Anyone who tells you Vice Principals is their favourite show is probably lying. They’re a contrarian, or they’re young, or they’ve been trapped in a cult for the last thirty years and this is the only TV show they’ve ever seen but, most likely, they’re lying. Because while Vice Principals is a great TV show, and it really is a great TV show, it’s not a show designed to be anyone’s favourite. I’d be surprised if it’s the creator’s partners favourite
Yet it is great! And in only 18 episodes split over two seasons. In this short run it creates a town, and a school, it has a murder mystery, the rise and fall of an empire, the growth and destruction of multiple characters ambitions and hopes and, in the process, it sees characters move from good to evil and sometimes back to good while others become eviller and others sink down into a quiet malevolent grey area. It is a comedy but also a show which at times makes you question whether you should watch on. Taking characters, you think you love, or at least like, into dark repugnant places while also submitting them to the same pain and heartbreak they caused to others and yet, all the while, still being funny and entertaining.
It’s nobody’s favourite show but it should be the benchmark for what television can aspire to, even in comedy, especially in comedy. Bespoke, twisted visions of chaos,
violence, heartbreak, triumph and revenge which can come from organic places, origins as seemingly petty as wanting to move from vice-principal to principal.
Unlike other short run shows which have attracted a cult following (such as Deadwood, Freaks and Geeks or Firefly) Vice Principals wasn’t cancelled but designed from the outset to be a flash in the pan. It was a show based on innately American subject matter but presented with the brevity and finite arc of most English comedy.
The shows main attraction and a good part of its restrained marketing campaign was that Vice Principals seemed to be either a follow-up or tangential to Danny McBride’s previous series Eastbound and Down. Similarly, to the Eastbound character of Kenny Powers McBride plays his character here, the vice-principal Neal Gamby, as loud, crude and wilfully ignorant. Gamby, like Powers, is a character trapped in a state of arrested development, a mix of juvenile reactivity and conservative defensiveness. Unlike in Eastbound McBride isn’t required to do all of the heavy lifting and is more restrained. He is the protagonist, sure, but also the straight man to Walter Goggins’ brilliantly maniacal co-vice president Lee Russell. McBride plays the perfect patsy to Goggins’ fey, manipulative, crazed yet poised, joker-like teaching bureaucrat.
Meanwhile the solid acting of the supporting cast provides a realistic grounding while
also often helping with the pivots and setups for some of the show’s best comedic moments. It’s, again, testament to how much this show achieves that it uses McBride in such a way that the tone can shift so easily and so often. Busy Phillips and Shea Whigham as McBride’s estranged wife and new partner could, themselves, be the basis for a whole show about family.
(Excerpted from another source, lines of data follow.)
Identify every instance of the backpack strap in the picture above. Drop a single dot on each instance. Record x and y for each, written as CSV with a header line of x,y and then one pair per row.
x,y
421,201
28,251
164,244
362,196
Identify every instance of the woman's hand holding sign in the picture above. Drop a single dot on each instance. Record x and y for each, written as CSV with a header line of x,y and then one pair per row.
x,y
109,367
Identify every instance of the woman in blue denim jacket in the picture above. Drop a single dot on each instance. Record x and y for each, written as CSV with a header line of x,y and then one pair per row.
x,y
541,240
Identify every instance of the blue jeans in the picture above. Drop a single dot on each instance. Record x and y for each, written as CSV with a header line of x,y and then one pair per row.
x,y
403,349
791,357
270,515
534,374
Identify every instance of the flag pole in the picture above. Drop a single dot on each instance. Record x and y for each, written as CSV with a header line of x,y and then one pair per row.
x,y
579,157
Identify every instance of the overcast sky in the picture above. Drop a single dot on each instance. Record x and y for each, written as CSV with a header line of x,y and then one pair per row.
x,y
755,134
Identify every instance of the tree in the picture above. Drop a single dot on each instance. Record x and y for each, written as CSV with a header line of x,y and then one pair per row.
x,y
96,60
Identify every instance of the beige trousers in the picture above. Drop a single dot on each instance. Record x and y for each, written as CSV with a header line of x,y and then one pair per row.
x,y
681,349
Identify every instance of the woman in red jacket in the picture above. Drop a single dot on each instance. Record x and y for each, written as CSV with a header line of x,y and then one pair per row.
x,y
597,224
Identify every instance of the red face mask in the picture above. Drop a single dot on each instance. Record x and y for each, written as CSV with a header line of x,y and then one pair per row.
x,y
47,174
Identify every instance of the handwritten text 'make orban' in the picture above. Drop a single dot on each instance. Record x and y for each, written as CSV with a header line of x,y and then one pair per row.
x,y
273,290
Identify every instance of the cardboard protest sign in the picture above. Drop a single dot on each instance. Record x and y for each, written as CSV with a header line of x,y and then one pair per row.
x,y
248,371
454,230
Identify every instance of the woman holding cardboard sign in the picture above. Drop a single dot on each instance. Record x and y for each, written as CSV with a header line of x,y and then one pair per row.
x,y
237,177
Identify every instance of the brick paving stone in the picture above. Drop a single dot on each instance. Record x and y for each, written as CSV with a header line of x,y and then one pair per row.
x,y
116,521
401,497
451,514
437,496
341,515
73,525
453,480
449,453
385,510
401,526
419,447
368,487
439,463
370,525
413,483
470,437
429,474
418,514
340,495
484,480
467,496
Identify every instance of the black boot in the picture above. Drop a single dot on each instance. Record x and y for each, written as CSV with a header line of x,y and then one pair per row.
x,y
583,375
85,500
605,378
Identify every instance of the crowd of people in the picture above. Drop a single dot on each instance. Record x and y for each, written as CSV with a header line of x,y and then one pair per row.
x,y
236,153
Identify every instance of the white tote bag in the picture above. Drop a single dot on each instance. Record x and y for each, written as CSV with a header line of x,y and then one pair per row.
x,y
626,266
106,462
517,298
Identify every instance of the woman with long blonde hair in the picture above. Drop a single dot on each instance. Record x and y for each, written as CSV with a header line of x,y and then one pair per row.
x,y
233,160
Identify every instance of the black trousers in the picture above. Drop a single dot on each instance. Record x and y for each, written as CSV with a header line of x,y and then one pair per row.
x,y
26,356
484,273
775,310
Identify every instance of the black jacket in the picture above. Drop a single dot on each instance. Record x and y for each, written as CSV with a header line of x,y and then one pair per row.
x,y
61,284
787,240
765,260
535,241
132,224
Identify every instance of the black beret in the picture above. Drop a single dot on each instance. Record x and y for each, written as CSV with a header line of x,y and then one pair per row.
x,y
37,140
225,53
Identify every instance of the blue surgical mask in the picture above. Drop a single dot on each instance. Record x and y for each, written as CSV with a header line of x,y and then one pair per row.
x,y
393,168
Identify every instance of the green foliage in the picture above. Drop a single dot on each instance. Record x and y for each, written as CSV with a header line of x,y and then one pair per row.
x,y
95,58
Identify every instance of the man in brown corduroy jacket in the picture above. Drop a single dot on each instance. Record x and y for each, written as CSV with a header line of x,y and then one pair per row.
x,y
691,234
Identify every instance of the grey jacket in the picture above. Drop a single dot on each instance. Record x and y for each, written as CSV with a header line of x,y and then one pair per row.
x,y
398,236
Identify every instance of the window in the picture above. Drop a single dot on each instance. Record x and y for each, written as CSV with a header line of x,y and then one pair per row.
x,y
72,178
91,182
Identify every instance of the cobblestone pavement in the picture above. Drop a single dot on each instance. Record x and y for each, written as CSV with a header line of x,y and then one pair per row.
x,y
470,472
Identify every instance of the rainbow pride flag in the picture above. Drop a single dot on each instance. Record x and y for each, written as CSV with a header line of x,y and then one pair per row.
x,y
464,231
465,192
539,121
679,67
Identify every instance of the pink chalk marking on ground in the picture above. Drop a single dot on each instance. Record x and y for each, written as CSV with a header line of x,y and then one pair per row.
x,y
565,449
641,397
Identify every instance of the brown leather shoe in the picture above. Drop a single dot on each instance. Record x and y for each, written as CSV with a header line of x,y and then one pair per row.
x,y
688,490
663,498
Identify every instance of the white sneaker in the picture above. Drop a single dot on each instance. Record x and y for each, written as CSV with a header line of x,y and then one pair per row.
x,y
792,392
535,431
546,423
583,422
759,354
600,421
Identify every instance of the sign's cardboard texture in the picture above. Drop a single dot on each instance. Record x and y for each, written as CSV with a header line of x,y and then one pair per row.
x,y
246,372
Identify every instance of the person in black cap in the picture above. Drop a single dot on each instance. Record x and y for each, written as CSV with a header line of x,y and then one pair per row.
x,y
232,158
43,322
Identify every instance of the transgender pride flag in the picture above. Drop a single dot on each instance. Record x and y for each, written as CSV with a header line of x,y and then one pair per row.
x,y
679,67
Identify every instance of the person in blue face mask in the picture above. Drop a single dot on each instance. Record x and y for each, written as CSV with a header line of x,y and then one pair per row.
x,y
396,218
In the very next scene Groundlings alumni Edi Patterson might be chewing the scenery as the simultaneously crazed lover of McBride’s Gamby and the conniving foil to Goggins’ Russel.
If this show had transposed the occupation of its character from Vice Principals to federal politicians, it would have probably won every single Emmy. It would have blown House of Cards out of the water and made them bury that crippled horse rather than try to keep it racing beyond the fall of it’s main character. It is the fact that Jody Hill and Danny McBride can mine so much from these base characters, these small stakes and local locations that makes what they produce so special.